“Lelaki Berkulit Hitam dan Bidadari Surga”
Angin gurun sore itu berhembus pelan, menyapu debu di jalanan Madinah. Di antara para sahabat yang berkumpul dekat Masjid Nabawi, tampak seorang lelaki duduk sendiri. Kulitnya hitam legam, matanya tajam, namun sorotnya penuh keikhlasan. Ia adalah Sa’ad Al-Aswad As-Sulami — lelaki miskin, tidak tampan, tak memiliki harta maupun keturunan mulia.
Langkahnya ringan saat ia menghampiri Rasulullah ﷺ. Suaranya bergetar menahan malu.
“Ya Rasulullah… apakah aku… layak untuk menikah?”
Rasulullah ﷺ memandangnya dengan lembut. Beliau tahu Sa’ad adalah seorang mukmin sejati. Dalam tubuh yang sederhana itu, bersemayam hati yang lebih mulia dari gunung Uhud.
“Pergilah, Sa’ad. Temuilah keluarga wanita dari Anshar itu, dan sampaikan lamaranmu. Katakan bahwa aku yang memintamu.”
Sa’ad menunduk, hatinya bimbang. Ia tahu banyak wanita Madinah ingin menikah, tapi… dengan lelaki sepertinya?
Dengan penuh taat, ia pun mendatangi rumah keluarga itu. Ia mengetuk pintu dengan rasa canggung. Seorang lelaki tua, ayah dari si gadis, membukakan pintu.
Lelaki itu menatapnya dari atas ke bawah. Kulit hitam. Jubah usang. Tak tampan. Tak terpandang. Ia mengernyit.
“Kami akan pertimbangkan…” katanya datar.
Namun dari balik tirai, si gadis mendengar semuanya. Hatinya gemetar. Rasulullah ﷺ yang memilih? Bagaimana mungkin ia menolak?
“Ayah… Jika Rasulullah yang memilih… maka aku terima. Demi Allah, aku ingin menjadi istri seorang yang diridhai Rasulullah.” ucapnya mantap.
Maka malam itu, Sa’ad menikah. Bukan pesta besar. Hanya doa-doa yang lirih dan air mata syukur yang mengalir di pipi Sa’ad. Untuk pertama kalinya, ia merasa dihargai bukan karena rupa, tapi karena iman.

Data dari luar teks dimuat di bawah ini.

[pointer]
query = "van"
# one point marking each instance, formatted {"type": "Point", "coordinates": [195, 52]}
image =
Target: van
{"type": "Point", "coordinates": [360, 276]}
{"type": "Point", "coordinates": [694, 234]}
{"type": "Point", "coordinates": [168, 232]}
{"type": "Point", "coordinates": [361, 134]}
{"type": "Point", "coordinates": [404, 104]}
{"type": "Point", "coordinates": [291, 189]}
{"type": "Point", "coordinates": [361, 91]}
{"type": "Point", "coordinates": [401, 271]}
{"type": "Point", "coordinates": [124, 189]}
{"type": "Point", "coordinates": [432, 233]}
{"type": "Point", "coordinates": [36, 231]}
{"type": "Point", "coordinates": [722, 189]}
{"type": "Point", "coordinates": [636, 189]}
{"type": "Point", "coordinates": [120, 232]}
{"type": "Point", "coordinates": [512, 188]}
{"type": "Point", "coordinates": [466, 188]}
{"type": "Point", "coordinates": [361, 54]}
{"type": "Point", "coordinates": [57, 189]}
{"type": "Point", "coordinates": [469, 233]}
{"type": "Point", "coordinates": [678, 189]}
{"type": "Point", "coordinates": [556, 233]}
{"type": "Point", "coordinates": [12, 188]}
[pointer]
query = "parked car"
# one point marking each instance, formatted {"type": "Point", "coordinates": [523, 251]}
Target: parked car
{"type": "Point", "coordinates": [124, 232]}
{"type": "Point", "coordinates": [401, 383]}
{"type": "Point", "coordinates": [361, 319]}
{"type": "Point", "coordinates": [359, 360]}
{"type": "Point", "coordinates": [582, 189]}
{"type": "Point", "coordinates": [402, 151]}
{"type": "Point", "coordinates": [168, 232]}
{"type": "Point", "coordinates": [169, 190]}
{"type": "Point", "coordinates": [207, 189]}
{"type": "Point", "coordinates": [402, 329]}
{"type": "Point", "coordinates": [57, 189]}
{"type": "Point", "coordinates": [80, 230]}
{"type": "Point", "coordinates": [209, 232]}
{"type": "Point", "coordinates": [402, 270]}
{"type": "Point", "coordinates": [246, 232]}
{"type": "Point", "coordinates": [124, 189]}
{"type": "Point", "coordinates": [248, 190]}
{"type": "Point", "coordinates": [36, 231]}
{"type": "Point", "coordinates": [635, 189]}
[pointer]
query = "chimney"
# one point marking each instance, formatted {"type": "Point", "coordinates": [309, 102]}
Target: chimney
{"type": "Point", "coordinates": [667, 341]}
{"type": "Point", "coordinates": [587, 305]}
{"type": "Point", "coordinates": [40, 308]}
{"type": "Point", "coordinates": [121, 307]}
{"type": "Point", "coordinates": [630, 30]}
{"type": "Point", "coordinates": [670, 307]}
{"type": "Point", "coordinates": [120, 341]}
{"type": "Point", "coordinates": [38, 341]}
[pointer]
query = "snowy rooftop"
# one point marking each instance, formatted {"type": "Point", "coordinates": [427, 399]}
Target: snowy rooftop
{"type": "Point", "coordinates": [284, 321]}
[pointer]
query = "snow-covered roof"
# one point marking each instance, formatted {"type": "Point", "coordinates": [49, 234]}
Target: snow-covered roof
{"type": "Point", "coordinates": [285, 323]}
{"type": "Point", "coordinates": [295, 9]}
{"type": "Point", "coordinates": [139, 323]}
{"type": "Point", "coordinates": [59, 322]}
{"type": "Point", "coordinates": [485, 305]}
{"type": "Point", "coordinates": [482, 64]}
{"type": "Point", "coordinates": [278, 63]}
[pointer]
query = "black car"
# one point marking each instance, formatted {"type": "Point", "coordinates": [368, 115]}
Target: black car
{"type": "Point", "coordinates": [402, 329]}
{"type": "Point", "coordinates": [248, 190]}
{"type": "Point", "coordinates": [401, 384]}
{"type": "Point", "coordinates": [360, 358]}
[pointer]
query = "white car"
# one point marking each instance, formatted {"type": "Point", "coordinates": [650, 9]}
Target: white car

Namun kebahagiaan itu tak berlangsung lama. Keesokan harinya, terdengar seruan:
“Jihad fi sabilillah! Berangkatlah kalian yang ingin menjemput syahid!”
Sa’ad bangkit dari pembaringan. Ia menatap istrinya yang baru semalam ia halalkan.
“Istriku… aku mungkin tak kembali. Tapi andai aku mati, ketahuilah… aku ingin syahid agar Allah ridha padaku.”
Sang istri menahan tangis. Ia tahu, cintanya kepada Allah lebih besar dari cintanya pada dunia.
Sa’ad pergi ke medan perang dengan semangat membara. Ia bertempur tanpa ragu, dadanya terbuka, teriakan takbirnya mengguncang hati musuh.
Dan… di sanalah ia jatuh. Tersungkur dalam darah. Tapi wajahnya tersenyum. Seolah melihat cahaya yang tak bisa dilihat manusia biasa.
Beberapa hari kemudian, Rasulullah ﷺ duduk bersama para sahabat.
Tiba-tiba beliau berkata:
“Aku melihat Sa’ad… di surga. Ditemani bidadari surga… Wajahnya berseri… lebih tampan dari yang kalian bayangkan.”
Para sahabat terdiam. Air mata mengalir. Lelaki hitam yang dulu dilecehkan… kini bersinar di taman-taman surga.